A month or so ago I travelled back up to sunny, sunny, Scotland to visit my friends at Abertay University. I arranged to go deliver our vulnerability assessment workshop on the back of my then recent delivery to the University of Surrey. It’s always good to hang out with the @AbertayHackers crew and it’s great to see the level of passion that’s continuously growing throughout the group.
The delivery of the workshop went unbelievably smooth thanks to the volume of feedback from the Surrey students. I was able to steer completely clear of previous hiccups and pre-empt them.
Overall I was very impressed with the effort involved. We targeted the 4th year and post-grad students and received a great turnout (just shy of 40 students) and furthermore everyone participated well.
Prior to the assessment, the groups had the chance to sit down with me one on one and ask some pre-engagement questions of which were all very sensible and reasonable. Some groups of students asked more intelligent and understandable questions and as a result had quite a heads up on the other groups.
During the assessment itself all of the groups performed very well, with some gaining root access to the system very quickly. Unfortunately, at first the group thought the assessment was now over and proceeded to ask me what’s next. To which I asked them, if I fixed this one vulnerability, am I secure? Of course not, back to work they went.

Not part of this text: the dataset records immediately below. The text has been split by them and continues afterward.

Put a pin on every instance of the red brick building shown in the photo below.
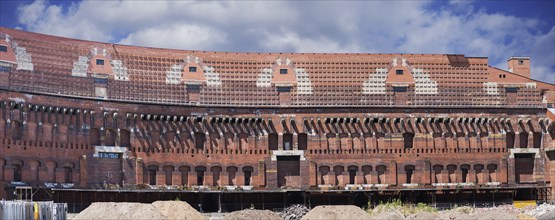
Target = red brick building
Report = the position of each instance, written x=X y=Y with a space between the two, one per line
x=89 y=115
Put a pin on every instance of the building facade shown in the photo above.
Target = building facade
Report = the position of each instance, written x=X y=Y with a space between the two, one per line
x=89 y=115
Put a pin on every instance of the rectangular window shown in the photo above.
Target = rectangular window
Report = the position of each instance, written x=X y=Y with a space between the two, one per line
x=284 y=89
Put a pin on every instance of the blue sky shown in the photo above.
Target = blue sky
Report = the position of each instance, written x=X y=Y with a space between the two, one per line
x=494 y=29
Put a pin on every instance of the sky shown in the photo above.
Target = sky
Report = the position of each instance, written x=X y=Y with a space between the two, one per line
x=495 y=29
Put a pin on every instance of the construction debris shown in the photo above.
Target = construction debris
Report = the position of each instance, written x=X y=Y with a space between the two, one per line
x=294 y=212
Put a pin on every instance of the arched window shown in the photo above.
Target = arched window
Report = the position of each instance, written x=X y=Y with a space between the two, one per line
x=247 y=173
x=288 y=141
x=409 y=171
x=409 y=140
x=273 y=141
x=152 y=170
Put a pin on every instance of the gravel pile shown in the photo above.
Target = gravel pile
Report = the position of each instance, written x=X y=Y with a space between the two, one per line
x=294 y=212
x=120 y=210
x=253 y=214
x=178 y=210
x=540 y=210
x=336 y=212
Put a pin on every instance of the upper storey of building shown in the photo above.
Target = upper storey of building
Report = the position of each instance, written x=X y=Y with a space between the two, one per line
x=37 y=63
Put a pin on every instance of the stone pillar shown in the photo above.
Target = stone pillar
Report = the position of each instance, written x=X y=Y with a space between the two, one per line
x=359 y=179
x=271 y=174
x=240 y=177
x=192 y=177
x=60 y=178
x=392 y=168
x=443 y=176
x=224 y=178
x=344 y=178
x=511 y=178
x=261 y=180
x=295 y=141
x=313 y=174
x=471 y=175
x=280 y=141
x=208 y=178
x=160 y=176
x=305 y=170
x=8 y=173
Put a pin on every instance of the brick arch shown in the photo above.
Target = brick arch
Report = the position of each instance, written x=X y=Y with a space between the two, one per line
x=437 y=170
x=216 y=171
x=551 y=130
x=451 y=172
x=381 y=172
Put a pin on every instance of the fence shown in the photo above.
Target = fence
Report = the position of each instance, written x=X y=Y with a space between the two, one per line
x=32 y=210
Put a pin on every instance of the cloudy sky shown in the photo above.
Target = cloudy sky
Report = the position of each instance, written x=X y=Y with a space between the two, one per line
x=494 y=29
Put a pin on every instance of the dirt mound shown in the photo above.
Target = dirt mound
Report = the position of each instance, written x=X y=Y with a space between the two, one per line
x=547 y=215
x=495 y=215
x=120 y=210
x=178 y=210
x=454 y=215
x=424 y=216
x=336 y=212
x=390 y=215
x=254 y=214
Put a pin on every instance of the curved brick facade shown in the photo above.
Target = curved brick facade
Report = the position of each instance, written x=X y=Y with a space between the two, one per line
x=95 y=115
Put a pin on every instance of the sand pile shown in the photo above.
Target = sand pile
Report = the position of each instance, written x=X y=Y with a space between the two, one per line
x=254 y=214
x=390 y=215
x=336 y=212
x=178 y=210
x=120 y=210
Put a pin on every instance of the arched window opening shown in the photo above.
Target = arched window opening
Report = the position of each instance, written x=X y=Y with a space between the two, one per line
x=451 y=171
x=523 y=139
x=537 y=139
x=352 y=173
x=247 y=173
x=68 y=175
x=409 y=170
x=288 y=141
x=273 y=141
x=437 y=173
x=152 y=170
x=303 y=141
x=381 y=169
x=200 y=175
x=409 y=140
x=510 y=136
x=464 y=172
x=199 y=140
x=17 y=173
x=232 y=175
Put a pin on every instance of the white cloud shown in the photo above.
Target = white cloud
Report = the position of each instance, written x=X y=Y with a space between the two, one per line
x=374 y=26
x=177 y=35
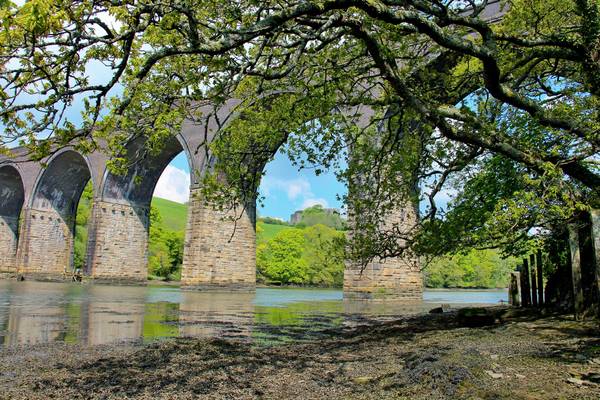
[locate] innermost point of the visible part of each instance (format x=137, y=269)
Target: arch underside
x=118, y=242
x=137, y=185
x=49, y=222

Nearly all of the vulnerabilities were uncovered and those that weren’t were admittedly, mainly due to time constraints. After a quick pizza break, the students sent me their final reports and presentations for review.

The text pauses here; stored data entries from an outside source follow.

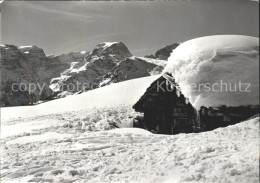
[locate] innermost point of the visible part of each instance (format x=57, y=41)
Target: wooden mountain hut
x=165, y=109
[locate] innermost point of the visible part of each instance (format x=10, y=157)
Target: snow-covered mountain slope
x=64, y=148
x=68, y=74
x=124, y=93
x=108, y=63
x=27, y=65
x=164, y=53
x=218, y=70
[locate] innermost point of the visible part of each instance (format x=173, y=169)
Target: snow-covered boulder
x=217, y=70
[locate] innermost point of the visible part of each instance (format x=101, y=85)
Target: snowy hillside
x=218, y=70
x=64, y=149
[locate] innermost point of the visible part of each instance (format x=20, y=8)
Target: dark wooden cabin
x=165, y=109
x=222, y=116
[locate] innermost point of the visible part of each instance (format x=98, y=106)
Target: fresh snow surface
x=209, y=61
x=71, y=148
x=123, y=93
x=108, y=44
x=22, y=47
x=158, y=62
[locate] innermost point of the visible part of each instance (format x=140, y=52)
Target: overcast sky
x=62, y=27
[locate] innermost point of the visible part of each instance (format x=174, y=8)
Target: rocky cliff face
x=26, y=72
x=67, y=74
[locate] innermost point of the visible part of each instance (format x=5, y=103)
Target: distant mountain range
x=29, y=76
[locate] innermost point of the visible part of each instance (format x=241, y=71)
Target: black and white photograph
x=129, y=91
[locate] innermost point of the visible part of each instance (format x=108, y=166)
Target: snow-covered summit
x=202, y=65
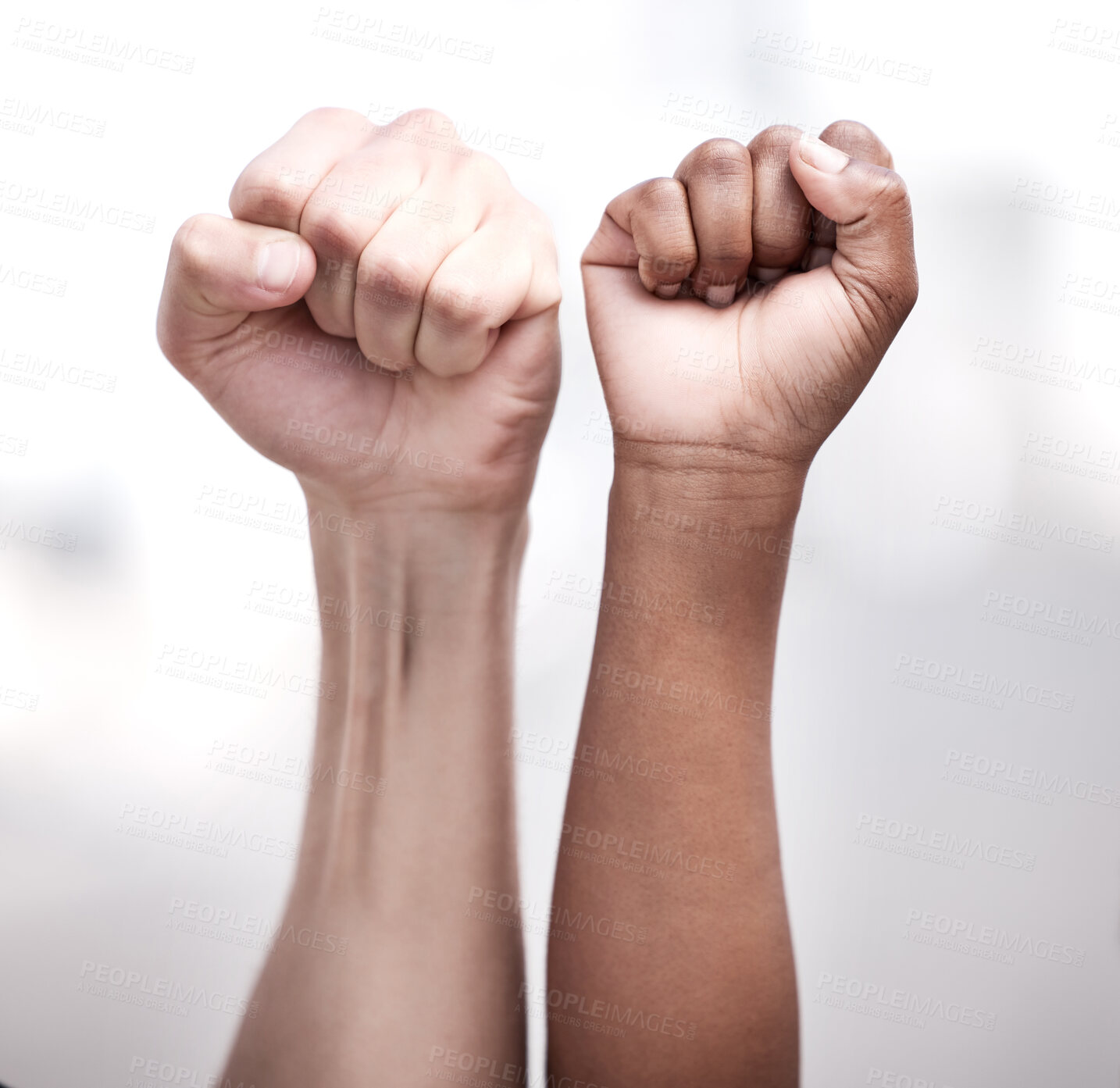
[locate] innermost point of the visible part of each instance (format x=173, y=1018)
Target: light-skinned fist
x=738, y=309
x=379, y=316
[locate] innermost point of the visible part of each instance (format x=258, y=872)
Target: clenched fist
x=379, y=316
x=738, y=309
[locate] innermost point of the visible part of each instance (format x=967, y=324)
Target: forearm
x=683, y=840
x=417, y=647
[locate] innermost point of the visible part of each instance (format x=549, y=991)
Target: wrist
x=423, y=566
x=697, y=487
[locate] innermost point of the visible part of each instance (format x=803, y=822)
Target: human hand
x=774, y=276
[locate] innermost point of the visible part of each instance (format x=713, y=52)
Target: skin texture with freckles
x=736, y=312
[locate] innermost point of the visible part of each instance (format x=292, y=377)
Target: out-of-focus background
x=947, y=660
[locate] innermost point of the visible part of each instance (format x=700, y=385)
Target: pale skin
x=774, y=276
x=381, y=319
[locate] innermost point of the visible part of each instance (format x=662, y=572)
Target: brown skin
x=821, y=266
x=429, y=263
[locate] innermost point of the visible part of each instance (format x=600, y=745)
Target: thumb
x=219, y=273
x=875, y=230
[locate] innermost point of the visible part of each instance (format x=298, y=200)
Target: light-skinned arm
x=380, y=317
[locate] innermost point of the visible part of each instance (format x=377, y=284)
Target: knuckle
x=720, y=157
x=334, y=116
x=892, y=190
x=774, y=139
x=191, y=244
x=271, y=194
x=332, y=232
x=662, y=198
x=857, y=139
x=425, y=118
x=458, y=299
x=389, y=279
x=488, y=172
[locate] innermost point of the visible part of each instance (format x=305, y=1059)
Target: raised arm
x=736, y=312
x=381, y=319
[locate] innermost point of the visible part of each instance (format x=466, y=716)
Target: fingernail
x=276, y=267
x=821, y=156
x=720, y=296
x=769, y=275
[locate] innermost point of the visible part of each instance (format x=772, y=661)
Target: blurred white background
x=973, y=487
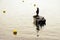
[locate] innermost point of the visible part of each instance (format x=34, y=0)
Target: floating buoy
x=15, y=32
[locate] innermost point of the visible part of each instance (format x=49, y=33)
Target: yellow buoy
x=4, y=11
x=34, y=5
x=14, y=32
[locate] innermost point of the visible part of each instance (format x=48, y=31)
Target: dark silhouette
x=39, y=21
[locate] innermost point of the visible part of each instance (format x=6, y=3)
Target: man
x=39, y=21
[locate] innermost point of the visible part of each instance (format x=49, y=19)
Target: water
x=19, y=16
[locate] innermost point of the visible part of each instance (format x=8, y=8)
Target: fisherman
x=39, y=21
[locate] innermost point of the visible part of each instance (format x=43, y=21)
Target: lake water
x=19, y=17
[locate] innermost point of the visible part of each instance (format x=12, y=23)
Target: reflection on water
x=19, y=16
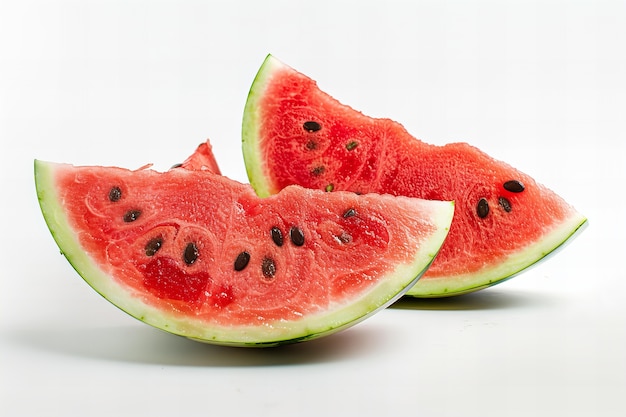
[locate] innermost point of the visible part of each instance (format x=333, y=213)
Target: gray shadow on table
x=481, y=300
x=146, y=345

Overall, the reports were written well, only two findings were required to be written up and the intro/exec summary etc. were not required. The writing style demonstrated by the groups was impressive, well structured and logical. Although there were a couple of places here and there which didn’t make a whole load of sense. There was also one group who forgot to check their report before handing it in and one student had accidentally left a finding’s impact scoring as “shit gets crazy yo” (highlight of the day was impersonating the client, asking them to explain where in the NIST severity matrix that resides).
I have more statistical data of which I’ll follow up with soon, but for now, this should do as a reflective summary.
I received a lot of great feedback once more with plenty compliments, thank you to all that came and made it an awesome day. It really makes the effort worth it.